それでも必死に踏ん張っていると、目の前に立つアルファはいきなり俺の胸倉を掴んで来た。
「ゔっ」
踵が浮き、首が締められる中、スレスレまで顔が近付く。
「こら成海っ!」
真っ直ぐと俺に注がれる視線。周りの声なんて、全然耳に入らなかったが、生徒会長がこのアルファを俺から引き剥がそうとしているのは分かった。
ジッと視線が交差していると、ようやくこの男は口を開いた。
「…まるで犬だな…」
「なっ」
首にあるオメガである印を差され、吐き捨てる言葉と共に、掴まれていた胸倉を離され地面に尻餅をついてしまう。
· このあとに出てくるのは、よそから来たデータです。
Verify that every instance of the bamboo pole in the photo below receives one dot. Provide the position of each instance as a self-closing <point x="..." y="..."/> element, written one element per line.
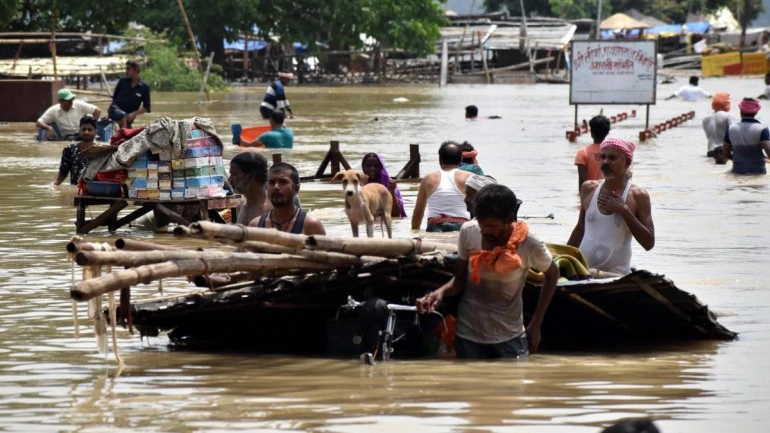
<point x="192" y="40"/>
<point x="377" y="247"/>
<point x="116" y="280"/>
<point x="140" y="258"/>
<point x="53" y="44"/>
<point x="134" y="245"/>
<point x="70" y="34"/>
<point x="241" y="233"/>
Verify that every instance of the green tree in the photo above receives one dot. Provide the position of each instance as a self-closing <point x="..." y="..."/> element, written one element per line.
<point x="574" y="9"/>
<point x="9" y="10"/>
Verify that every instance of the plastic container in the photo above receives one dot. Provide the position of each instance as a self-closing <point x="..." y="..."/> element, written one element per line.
<point x="253" y="132"/>
<point x="103" y="189"/>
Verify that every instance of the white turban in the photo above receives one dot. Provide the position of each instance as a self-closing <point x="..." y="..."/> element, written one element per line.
<point x="476" y="182"/>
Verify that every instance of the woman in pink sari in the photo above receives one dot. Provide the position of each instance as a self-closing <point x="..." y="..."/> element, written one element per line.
<point x="374" y="167"/>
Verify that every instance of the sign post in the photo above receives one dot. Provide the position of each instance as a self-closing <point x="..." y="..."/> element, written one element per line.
<point x="613" y="72"/>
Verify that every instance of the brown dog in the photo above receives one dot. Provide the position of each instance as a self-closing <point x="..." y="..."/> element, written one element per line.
<point x="365" y="201"/>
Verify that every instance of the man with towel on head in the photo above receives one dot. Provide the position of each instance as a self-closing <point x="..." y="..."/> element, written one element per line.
<point x="275" y="97"/>
<point x="612" y="211"/>
<point x="745" y="141"/>
<point x="473" y="184"/>
<point x="715" y="126"/>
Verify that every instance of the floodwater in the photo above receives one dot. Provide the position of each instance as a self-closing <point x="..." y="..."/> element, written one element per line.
<point x="712" y="235"/>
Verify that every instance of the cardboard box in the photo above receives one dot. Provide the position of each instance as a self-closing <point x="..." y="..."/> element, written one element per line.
<point x="196" y="172"/>
<point x="196" y="152"/>
<point x="197" y="181"/>
<point x="196" y="133"/>
<point x="139" y="183"/>
<point x="197" y="162"/>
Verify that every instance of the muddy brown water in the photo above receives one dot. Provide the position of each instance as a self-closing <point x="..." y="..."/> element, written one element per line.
<point x="712" y="237"/>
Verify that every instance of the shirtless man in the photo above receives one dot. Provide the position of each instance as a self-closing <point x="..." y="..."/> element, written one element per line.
<point x="443" y="192"/>
<point x="286" y="216"/>
<point x="611" y="211"/>
<point x="248" y="175"/>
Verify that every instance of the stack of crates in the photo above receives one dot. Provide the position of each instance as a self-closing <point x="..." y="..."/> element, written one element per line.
<point x="199" y="174"/>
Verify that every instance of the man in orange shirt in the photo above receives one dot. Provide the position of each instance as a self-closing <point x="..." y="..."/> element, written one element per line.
<point x="587" y="158"/>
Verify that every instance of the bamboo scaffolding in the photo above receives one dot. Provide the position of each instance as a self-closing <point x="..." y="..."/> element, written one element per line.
<point x="240" y="233"/>
<point x="133" y="245"/>
<point x="236" y="262"/>
<point x="377" y="247"/>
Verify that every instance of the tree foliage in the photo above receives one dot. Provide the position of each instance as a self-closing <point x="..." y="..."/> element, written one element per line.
<point x="75" y="16"/>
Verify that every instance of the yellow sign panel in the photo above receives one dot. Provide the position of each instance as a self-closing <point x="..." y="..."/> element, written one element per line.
<point x="754" y="64"/>
<point x="713" y="66"/>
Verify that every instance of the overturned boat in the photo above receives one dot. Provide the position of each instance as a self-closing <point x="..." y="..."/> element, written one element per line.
<point x="318" y="295"/>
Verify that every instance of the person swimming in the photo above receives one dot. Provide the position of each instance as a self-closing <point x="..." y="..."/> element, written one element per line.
<point x="374" y="167"/>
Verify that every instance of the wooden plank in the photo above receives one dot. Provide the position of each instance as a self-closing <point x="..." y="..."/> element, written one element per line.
<point x="513" y="67"/>
<point x="131" y="217"/>
<point x="173" y="216"/>
<point x="103" y="218"/>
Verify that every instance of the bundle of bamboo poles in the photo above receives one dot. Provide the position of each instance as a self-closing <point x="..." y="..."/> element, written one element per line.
<point x="239" y="252"/>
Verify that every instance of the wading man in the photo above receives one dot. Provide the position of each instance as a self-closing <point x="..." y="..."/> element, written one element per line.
<point x="443" y="193"/>
<point x="612" y="211"/>
<point x="275" y="97"/>
<point x="495" y="252"/>
<point x="72" y="162"/>
<point x="745" y="141"/>
<point x="62" y="121"/>
<point x="286" y="216"/>
<point x="587" y="158"/>
<point x="131" y="97"/>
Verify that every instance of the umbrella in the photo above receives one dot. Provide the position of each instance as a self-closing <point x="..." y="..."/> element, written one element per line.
<point x="622" y="21"/>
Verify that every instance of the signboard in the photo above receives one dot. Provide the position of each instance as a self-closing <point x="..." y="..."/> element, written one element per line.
<point x="613" y="72"/>
<point x="718" y="65"/>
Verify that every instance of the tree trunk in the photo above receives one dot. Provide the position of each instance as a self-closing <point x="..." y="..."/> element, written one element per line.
<point x="215" y="43"/>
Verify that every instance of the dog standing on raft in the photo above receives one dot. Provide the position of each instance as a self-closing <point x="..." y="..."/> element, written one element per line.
<point x="365" y="201"/>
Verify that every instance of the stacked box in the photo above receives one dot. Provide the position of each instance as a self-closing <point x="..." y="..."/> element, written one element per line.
<point x="199" y="173"/>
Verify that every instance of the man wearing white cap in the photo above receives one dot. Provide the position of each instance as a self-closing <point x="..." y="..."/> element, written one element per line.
<point x="275" y="96"/>
<point x="62" y="121"/>
<point x="473" y="184"/>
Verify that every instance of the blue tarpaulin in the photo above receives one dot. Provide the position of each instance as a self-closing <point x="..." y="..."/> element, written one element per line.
<point x="698" y="28"/>
<point x="299" y="48"/>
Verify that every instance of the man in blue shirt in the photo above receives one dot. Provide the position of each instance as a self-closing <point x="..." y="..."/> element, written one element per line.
<point x="130" y="93"/>
<point x="280" y="137"/>
<point x="275" y="97"/>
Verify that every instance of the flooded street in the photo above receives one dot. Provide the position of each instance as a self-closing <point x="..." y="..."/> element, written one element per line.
<point x="711" y="240"/>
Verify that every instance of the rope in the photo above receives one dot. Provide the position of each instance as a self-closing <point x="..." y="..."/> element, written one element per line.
<point x="74" y="304"/>
<point x="113" y="320"/>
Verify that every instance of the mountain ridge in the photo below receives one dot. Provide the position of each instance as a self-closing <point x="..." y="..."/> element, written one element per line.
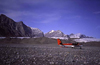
<point x="10" y="28"/>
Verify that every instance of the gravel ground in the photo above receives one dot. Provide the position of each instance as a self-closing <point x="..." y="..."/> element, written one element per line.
<point x="48" y="54"/>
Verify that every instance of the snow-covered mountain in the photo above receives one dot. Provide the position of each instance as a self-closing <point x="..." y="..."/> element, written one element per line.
<point x="10" y="28"/>
<point x="37" y="32"/>
<point x="56" y="34"/>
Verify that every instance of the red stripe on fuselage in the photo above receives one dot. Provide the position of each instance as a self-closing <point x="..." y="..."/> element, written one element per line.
<point x="67" y="44"/>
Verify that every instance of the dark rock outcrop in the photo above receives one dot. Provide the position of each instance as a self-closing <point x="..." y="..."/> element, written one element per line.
<point x="10" y="28"/>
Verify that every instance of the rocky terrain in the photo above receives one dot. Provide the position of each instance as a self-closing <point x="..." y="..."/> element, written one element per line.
<point x="48" y="54"/>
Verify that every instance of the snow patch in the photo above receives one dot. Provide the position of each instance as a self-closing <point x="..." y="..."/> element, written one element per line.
<point x="51" y="31"/>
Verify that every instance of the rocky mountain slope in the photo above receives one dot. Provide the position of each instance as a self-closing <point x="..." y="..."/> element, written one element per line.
<point x="56" y="34"/>
<point x="10" y="28"/>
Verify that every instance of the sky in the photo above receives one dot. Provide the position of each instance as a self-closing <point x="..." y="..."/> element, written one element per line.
<point x="68" y="16"/>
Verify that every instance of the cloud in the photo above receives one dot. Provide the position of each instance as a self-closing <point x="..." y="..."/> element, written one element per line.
<point x="97" y="12"/>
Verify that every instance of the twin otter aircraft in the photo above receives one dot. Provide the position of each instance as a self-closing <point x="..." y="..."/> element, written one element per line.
<point x="65" y="45"/>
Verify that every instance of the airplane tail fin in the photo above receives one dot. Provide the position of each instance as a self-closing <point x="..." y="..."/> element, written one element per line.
<point x="59" y="41"/>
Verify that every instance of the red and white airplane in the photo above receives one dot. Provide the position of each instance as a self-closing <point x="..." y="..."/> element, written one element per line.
<point x="65" y="45"/>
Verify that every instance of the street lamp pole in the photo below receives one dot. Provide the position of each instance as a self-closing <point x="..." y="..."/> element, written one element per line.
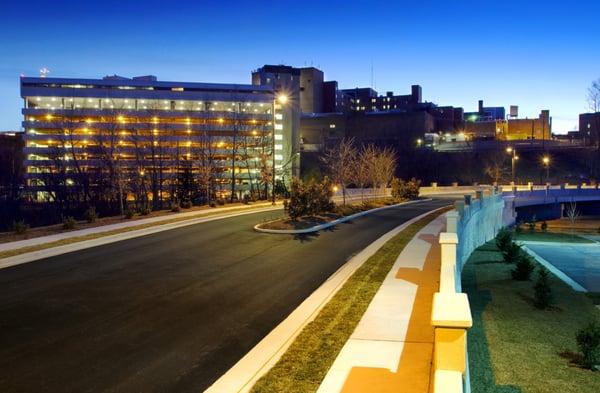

「俺は反対。 こんな野良犬に出来る事なんてねぇだろ」
「ケホっ……ちょ、ちょっと待てよ!」
咳き込みながらも、背を向けるこの男の裾を掴む。
「なに」
「っ…」
脳天からつま先まで、俺の全てを射る冷たい目。
言葉の通り、俺を人として見ていないその目は俺が一番大嫌いなものでもあるのに、体が、心が、思考とは反対に無条件にこいつに引き寄せられる。
「か、勝手な事ばっか言ってんじゃねぇぞっ」
それはどのアルファとも違う、特別な何か。
その特別が何なのかは、気付いちゃいけない気がする。
「オメガだからって馬鹿にすんな!この…」
だからと言って、俺はコケにされたまま尻尾を巻いて逃げる様なそんな弱いオメガ達とは違う。
「くそ眼鏡がっ!」
このくそムカつくアルファに、屈してはならない。
「……口が悪い奴だな」
「はっ、ほんとの事言ってやっただけだろが」
アルファだからなんだ。オメガだからなんだ。
「威勢の良い奴は嫌いじゃないけど、お前…自分の立場分かってんの?」
そんなもの、何回だって覆してやる。
「知るか。アルファだからって調子ぶっこいてっと後ろから噛み付くぞゴラ」
「噛み付かれる側の奴が何言ってんの?」
「う、うるせぇ‼︎」
こいつには近付いちゃいけないと分かっているのに、こうして掴みかかるのが、プライドからなのか、それとも、こいつから感じる特別な何かなのか。
「入ってやんよ…生徒会!」
「…………」
「そんでてめぇをそこから引きずり下ろしてやる!」
どっちが強く俺の中で反応をしているのか、分からないけれど、どちらにせよ俺はこいつの事が嫌いだ。
「そういうのウザいんだけど」
「なっ…んだと!」
「樹。俺は先に戻るから。あとこいつが生徒会に入るの俺は断固拒否」
手の甲を俺に向け全く興味が無い素振りを見せ、くそ眼鏡アルファは去って行く。
「もう……ごめんね。成海はあんな事言ってるけど、僕は君に生徒会っ入ってもらいた…」
「くぁーっ‼︎ ムカつく‼︎ ムカつく‼︎ なんだあいつは‼︎」
「え、あ…」
地団駄を踏みながら頭を思い切り掻く。無性に腹が立って頭ん中どうにかなりそうだ。
「会長! 俺、生徒会に入りますから」
「本当?」
「はい!」
胸糞悪いくそ眼鏡。
「……チッ…なんなんだよあいつ…」
あいつの匂いが、体から消えない。